まったくだ、と内心で頷く。イリスもそういった呪いがあるのは知っているが、まさか本当に使っているような馬鹿がいるとは思わなかった。形だけの魔法、呪いだと思っていたのだが。
「その呪いを消すために、エリクサーが必要なんだね」
「ああ。そういうことだよ」
なるほど、と納得する。シュウが言う呪いは、直接見たことはないがかなり強い呪いだと聞いたことがある。ただの治癒では治すことなどできないだろう。おそらくだが、イリスの治癒ですら治すのには苦労するはずだ。
――治せないわけじゃないんだね。
――んー……。多分治せるとは思うけど、間違い無く疲れるからやりたくない。
――イリスが疲れるってすごいことだと思う……。
父に教えてもらった知識だが、この呪いは当時の魔族の王、つまり魔王が作り出した呪いのはずだ。戦争が長期化することを見越し、広範囲に無差別で振りまいたと聞く。人間の体の中で、人間では治せないほどに強い呪いに成長する呪い。すぐに効果が表れるものなら当時の治癒士が対応できただろうが、シュウが話したような育った呪いなら人間には治せない。
だがドラゴンが果て無き山を支配して介入した時に、その呪いも密かに解いてまわっていたはずなのだが……。しかし広範囲に全力の治癒をかけただけらしいので、漏れがあったとしても不思議ではないか。
以前のドラゴンたちの治し忘れ。もとは彼らの戦争の産物だが、少しぐらいなら協力してもいいだろう。
「エリクサーの作り方だけどね。ポーションにドラゴンの血を混ぜるだけで作れるよ」
さらりと。ただの世間話のごとく、教えた。言われた側のシュウは唖然としていたが、すぐに内容を理解したのだろう、勢いよく頭を下げてきた。
「ありがとう! 感謝する!」
「んー。

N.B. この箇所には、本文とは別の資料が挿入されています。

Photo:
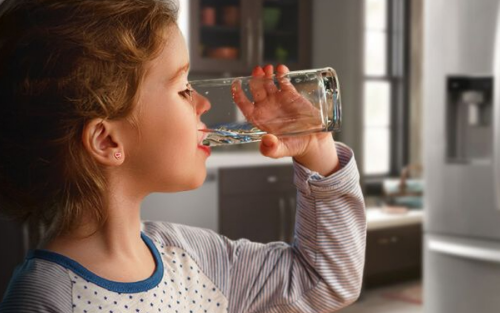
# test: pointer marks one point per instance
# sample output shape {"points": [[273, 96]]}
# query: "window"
{"points": [[385, 100]]}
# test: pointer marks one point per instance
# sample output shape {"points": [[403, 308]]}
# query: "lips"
{"points": [[202, 134]]}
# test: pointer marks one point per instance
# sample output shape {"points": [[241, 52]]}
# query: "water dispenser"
{"points": [[469, 116]]}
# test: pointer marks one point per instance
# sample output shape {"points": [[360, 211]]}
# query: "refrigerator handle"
{"points": [[464, 250], [496, 116]]}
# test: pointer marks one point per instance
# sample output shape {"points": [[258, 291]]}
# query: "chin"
{"points": [[197, 181]]}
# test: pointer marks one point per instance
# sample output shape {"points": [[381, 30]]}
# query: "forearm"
{"points": [[331, 228], [320, 156]]}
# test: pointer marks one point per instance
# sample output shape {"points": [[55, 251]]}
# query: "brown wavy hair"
{"points": [[63, 63]]}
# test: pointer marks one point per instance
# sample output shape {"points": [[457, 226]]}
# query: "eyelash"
{"points": [[187, 93]]}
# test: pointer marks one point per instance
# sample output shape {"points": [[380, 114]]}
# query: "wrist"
{"points": [[320, 155]]}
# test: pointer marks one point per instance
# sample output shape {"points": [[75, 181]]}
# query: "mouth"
{"points": [[204, 134]]}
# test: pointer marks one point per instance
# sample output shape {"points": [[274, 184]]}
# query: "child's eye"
{"points": [[187, 93]]}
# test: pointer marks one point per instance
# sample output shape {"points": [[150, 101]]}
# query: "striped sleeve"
{"points": [[38, 286], [321, 271]]}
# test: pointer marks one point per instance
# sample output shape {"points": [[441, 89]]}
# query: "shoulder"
{"points": [[38, 286], [182, 236]]}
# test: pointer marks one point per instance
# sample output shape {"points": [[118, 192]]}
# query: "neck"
{"points": [[119, 236]]}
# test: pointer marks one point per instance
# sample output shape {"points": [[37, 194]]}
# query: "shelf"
{"points": [[220, 29], [279, 33]]}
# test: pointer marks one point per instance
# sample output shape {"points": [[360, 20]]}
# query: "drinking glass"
{"points": [[243, 109]]}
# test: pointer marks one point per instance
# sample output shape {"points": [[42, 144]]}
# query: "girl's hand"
{"points": [[280, 111]]}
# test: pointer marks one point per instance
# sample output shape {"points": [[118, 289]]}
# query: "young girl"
{"points": [[95, 114]]}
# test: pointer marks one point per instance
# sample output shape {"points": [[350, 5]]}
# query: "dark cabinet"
{"points": [[257, 203], [393, 254], [236, 35]]}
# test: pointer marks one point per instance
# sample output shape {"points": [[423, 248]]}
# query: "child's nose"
{"points": [[202, 103]]}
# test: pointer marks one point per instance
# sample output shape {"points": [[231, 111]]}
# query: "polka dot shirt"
{"points": [[183, 288]]}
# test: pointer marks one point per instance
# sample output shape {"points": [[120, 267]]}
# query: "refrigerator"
{"points": [[461, 153]]}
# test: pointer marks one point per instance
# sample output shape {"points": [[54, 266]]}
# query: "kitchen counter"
{"points": [[377, 219]]}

まあドラゴンの血を手に入れないといけないから大変だろうけど、がんばれ」
全力を尽くす、とシュウは頷いて、勢いよく立ち上がった。ドラゴンの情報を集めてくる、と食堂を出て行く。冒険者ギルドにでも向かったのかもしれない。
――あっさり信じるとは思わなかったよ……。
少しだけ呆然としてシュウを見送ったイリス。心の中でつぶやくと、ハルカが笑いながら、
――今まで手がかりすらなかったみたいだからね。それに、同じSランクということで信用したんじゃないかな。

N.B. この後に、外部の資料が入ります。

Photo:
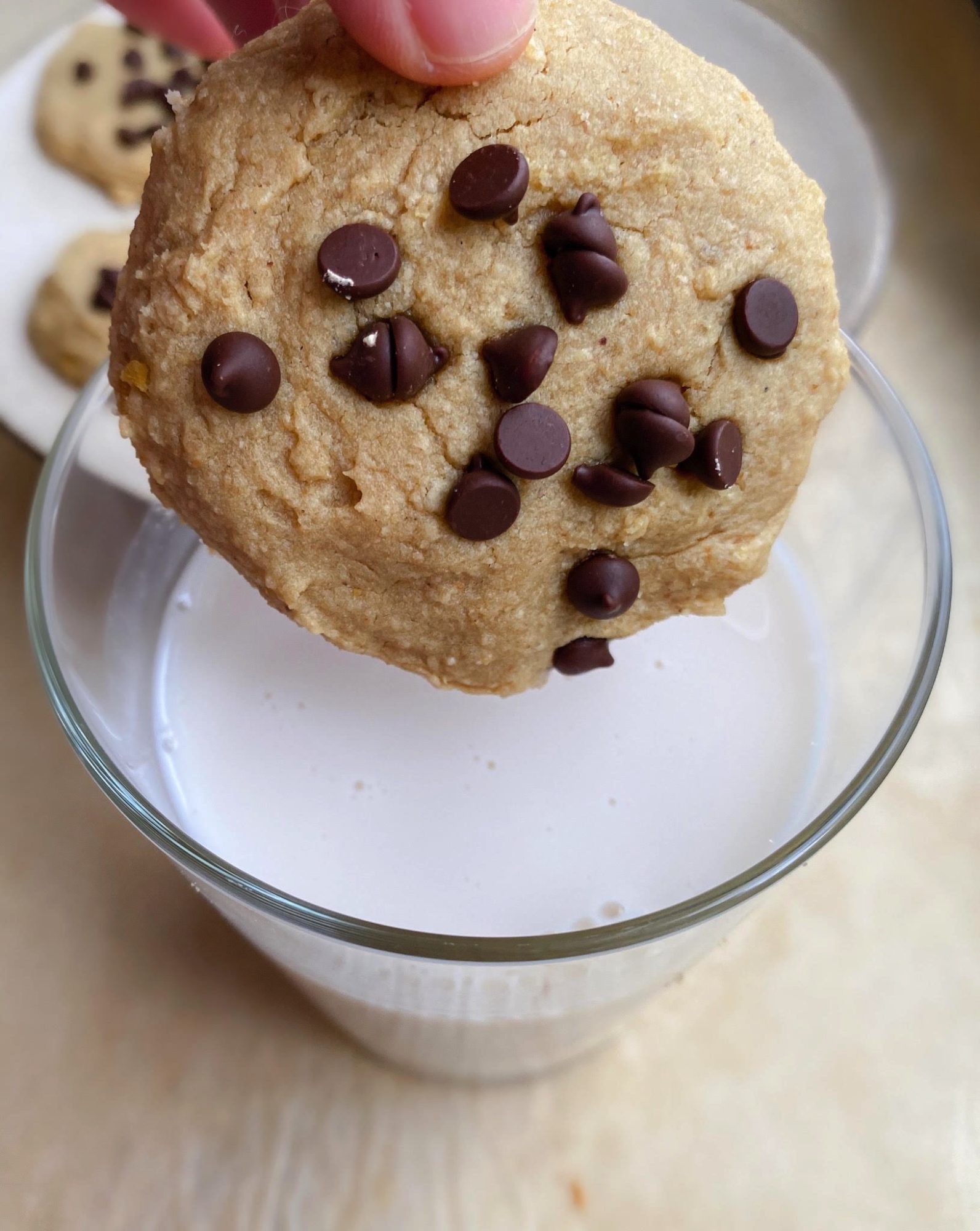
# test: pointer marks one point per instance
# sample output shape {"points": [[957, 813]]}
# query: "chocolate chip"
{"points": [[584, 228], [241, 372], [390, 360], [520, 361], [136, 136], [184, 81], [105, 291], [584, 281], [141, 90], [583, 267], [664, 397], [604, 587], [359, 260], [717, 460], [765, 318], [491, 184], [416, 361], [584, 654], [532, 441], [610, 486], [653, 440], [483, 504]]}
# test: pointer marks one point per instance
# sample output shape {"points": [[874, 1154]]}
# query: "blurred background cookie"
{"points": [[102, 99], [70, 319]]}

――ふうん……。そんなもの、なのかな。でもどうやってドラゴンの血を手に入れるつもりなのかな。唯一分かりやすい果て無き山のドラゴンの私はここにいるし。
もし本当に果て無き山のあの洞窟までたどり着けたのなら、血の少しぐらいあげてもいいが、かといってわざわざ待っていてやるつもりもない。彼らの問題は、イリスには何の関係のないものだから。
――まあ別に直接もらう必要はないよね。
――ん?
――何かの材料としてどこかが保管してるかもしれないし。まあ、古い血が使えるかは分からないけど。
――一応使えると思うけど。なるほどねー。
確かに、ドラゴンを探し出すよりもどこかに残っているかもしれない血を探す方が早いかもしれない。それに、そちらの方が間違いなく安全だろう。

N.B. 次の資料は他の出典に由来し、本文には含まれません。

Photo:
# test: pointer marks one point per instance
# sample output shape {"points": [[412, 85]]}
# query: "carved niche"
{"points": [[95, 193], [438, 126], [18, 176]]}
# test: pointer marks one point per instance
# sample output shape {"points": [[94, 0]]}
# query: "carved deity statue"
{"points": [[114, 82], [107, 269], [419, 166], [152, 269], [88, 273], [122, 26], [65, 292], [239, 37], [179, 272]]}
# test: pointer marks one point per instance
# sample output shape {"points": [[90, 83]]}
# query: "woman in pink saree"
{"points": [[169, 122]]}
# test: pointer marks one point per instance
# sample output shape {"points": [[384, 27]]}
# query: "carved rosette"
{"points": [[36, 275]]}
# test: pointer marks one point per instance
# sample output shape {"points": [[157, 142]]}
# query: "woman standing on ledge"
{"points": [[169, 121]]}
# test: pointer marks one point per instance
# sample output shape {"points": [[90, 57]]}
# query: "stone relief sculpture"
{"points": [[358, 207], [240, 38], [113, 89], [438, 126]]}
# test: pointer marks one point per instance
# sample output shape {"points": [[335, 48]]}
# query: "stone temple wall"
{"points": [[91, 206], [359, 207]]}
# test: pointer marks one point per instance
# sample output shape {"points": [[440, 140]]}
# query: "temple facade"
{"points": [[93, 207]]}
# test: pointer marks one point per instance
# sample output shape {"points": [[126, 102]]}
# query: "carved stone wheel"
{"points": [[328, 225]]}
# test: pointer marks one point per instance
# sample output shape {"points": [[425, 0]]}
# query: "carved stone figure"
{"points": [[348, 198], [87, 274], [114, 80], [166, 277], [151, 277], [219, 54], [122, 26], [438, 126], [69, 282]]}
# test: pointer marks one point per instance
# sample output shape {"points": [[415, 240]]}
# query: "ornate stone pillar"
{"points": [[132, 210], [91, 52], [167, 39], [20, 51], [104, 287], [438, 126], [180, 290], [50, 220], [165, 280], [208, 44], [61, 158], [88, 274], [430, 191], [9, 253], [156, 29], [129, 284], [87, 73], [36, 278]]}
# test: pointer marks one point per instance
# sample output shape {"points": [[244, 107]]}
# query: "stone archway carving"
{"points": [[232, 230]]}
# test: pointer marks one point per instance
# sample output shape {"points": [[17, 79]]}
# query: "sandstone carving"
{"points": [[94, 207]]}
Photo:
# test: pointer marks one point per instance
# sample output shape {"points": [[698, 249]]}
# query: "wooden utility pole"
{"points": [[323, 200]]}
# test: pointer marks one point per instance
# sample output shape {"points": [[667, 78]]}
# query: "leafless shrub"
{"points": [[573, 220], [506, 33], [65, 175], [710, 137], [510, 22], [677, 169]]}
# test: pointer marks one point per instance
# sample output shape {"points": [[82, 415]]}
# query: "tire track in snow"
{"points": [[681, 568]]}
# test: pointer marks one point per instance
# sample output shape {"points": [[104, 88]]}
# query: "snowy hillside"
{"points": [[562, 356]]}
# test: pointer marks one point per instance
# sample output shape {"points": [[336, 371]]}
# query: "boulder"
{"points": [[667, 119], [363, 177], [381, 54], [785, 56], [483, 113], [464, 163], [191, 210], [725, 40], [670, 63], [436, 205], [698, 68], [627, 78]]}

がんばれ、と心の中で応援をしながら、最後のお肉を口に入れた。美味しい。
壁|w・)裏設定。
呪い。実はもっと早く、孫世代で効果が出る呪いのはずでした。
中途半端に治癒がきいて呪いが弱まっていたために、効果が遅くなっています。
……実はまだ数人、この呪いの保持者がいたりいなかったり。